Rested Lakers prepare for league final

Joey Payeur

The coaching staff of the Fort Frances Lakers must feel more like travel agents lately with all the extended vacations they’ve had to plan.
Head coach and general manager Wayne Strachan first had to deal with a 12-day stretch between the Lakers’ last regular-season game and its first playoff contest.
Then there’s the current break, which hit six days today and could end up being 10 before the two-time defending SIJHL champs face their next opponent.
Fort Frances took care of its own business in crisp fashion last week—sweeping its best-of-seven semi-final series against the English River Miners.
But as of last night, the other semi-final still was up for grabs, with the Dryden GM Ice Dogs leading the Thunder Bay North Stars 3-2.
Game 6 was scheduled for last night in Thunder Bay, with the outcome not known by press time.
An Ice Dogs’ win means Game 1 of the SIJHL final will be at the Ice For Kids Arena possibly tomorrow night. But if Thunder Bay prevails, Game 7 of that series would be pushed to Friday in Dryden.
That likely would translate into the final not getting underway until Sunday here.
Strachan has tried to keep his team’s preparation routine as normal as possible throughout the extended gaps between games.
“It’s not really that much of a different approach this time,” he said, referring to maintaining the squad’s level of sharpness during the two breaks.
“We took a couple of days off again to recuperate,” he noted.
“Sunday, we skated and had an off-ice activity, and now we will run a regular schedule working on the same tendencies to prepare for Game 1 and our next opponent.”
Strachan is pleased with how the Lakers don’t seem to have lost their edge despite their relative inactivity in recent weeks.
“I thought our intensity and jump was good through our last two skates,” he remarked.
“Sunday we did a bunch of flow and conditioning drills,” he noted.
“Monday, we got more into flow drills and started to emphasize our defensive game, and we will further get into systems as practice goes on in the week.”
One of the worst interview questions, with the most predictable of answers, always has been inquiring which opponent a team would like to face in an upcoming playoff series.
Hardly anybody wants to respond truthfully at risk of ending up providing bulletin board material.

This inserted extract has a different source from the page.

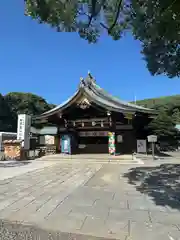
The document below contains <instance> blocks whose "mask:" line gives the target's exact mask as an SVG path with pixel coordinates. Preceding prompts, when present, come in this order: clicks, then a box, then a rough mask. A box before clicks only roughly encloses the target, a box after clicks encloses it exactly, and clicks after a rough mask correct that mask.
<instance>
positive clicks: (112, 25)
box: [25, 0, 130, 42]
mask: <svg viewBox="0 0 180 240" xmlns="http://www.w3.org/2000/svg"><path fill="white" fill-rule="evenodd" d="M25 2H26V14H27V15H30V16H31V17H32V18H34V19H38V20H39V22H40V23H48V24H50V25H51V26H52V27H54V28H56V30H57V31H66V32H78V33H79V35H80V37H82V38H84V39H86V40H88V41H89V42H96V41H97V39H98V38H99V36H100V35H101V34H102V33H103V32H105V31H106V32H107V33H108V34H109V35H111V36H112V37H113V39H115V40H117V39H119V38H120V37H121V35H122V33H123V32H124V30H125V29H127V27H128V22H129V20H130V19H129V4H128V1H126V4H125V3H124V1H123V0H74V1H73V0H59V1H56V0H26V1H25Z"/></svg>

If the Lakers were vaccinated with truth serum, though, it’s probable they would confess to leaning towards an encounter with Dryden.
That would be understandable, given the squad went 12-1-0-1 against the Ice Dogs during the regular season as opposed to only 7-7 versus the North Stars.

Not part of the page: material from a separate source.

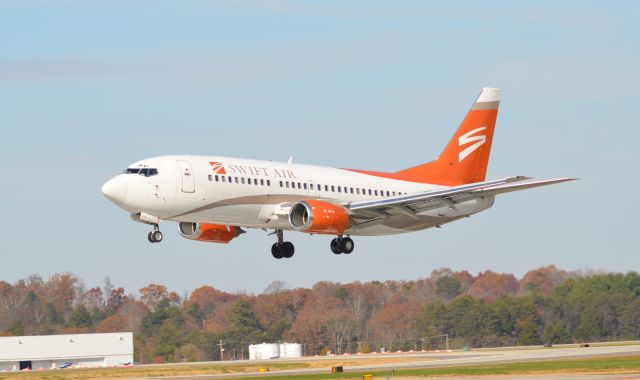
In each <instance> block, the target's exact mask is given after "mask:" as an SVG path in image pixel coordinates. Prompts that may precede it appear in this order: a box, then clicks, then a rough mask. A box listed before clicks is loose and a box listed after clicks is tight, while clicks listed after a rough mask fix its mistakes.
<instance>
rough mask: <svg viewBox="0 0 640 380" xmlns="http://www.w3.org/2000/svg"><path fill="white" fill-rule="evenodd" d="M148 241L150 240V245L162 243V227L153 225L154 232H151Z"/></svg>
mask: <svg viewBox="0 0 640 380" xmlns="http://www.w3.org/2000/svg"><path fill="white" fill-rule="evenodd" d="M147 239H149V243H160V242H161V241H162V232H160V227H159V226H158V225H157V224H154V225H153V231H151V232H149V234H148V235H147Z"/></svg>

“We believe both teams are very similar and play us similar in trying to work hard and be physical against us,” said Strachan.

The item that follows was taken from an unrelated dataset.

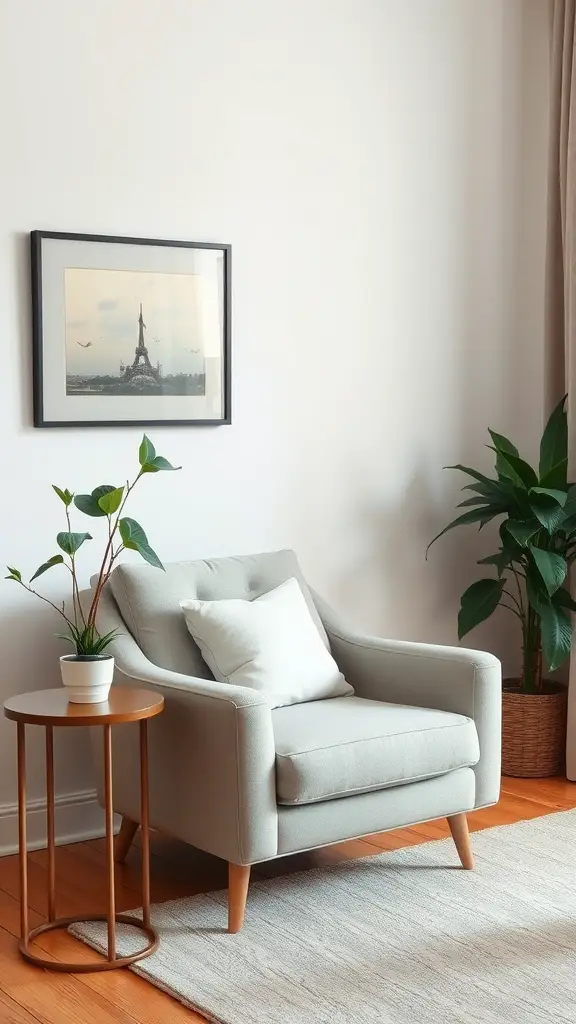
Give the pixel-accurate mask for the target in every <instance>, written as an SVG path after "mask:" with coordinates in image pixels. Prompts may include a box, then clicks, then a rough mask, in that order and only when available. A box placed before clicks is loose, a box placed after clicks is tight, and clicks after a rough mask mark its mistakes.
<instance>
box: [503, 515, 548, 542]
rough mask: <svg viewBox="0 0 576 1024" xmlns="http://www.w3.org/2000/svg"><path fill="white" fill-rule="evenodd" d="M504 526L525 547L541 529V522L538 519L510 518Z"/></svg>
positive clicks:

“Our train of thought does not stray too far from playing our own game.
“We know both teams are going to be aggressive against us,” he added.
“We will have to match that, but we need to stick to what makes us successful, use our speed, play our systems, be strong in our own end, and win the special teams battle,” Strachan stressed.
“If we are focused and doing these things, we will have an opportunity for success,” he noted.
“If we don’t, things will be a lot harder on us playing a solid opponent.”
The Lakers, meanwhile, are fully healthy for their drive to a third-straight SIJHL title, save for veteran defenceman Robbie Bonthron.
He remains out indefinitely with post-concussion syndrome.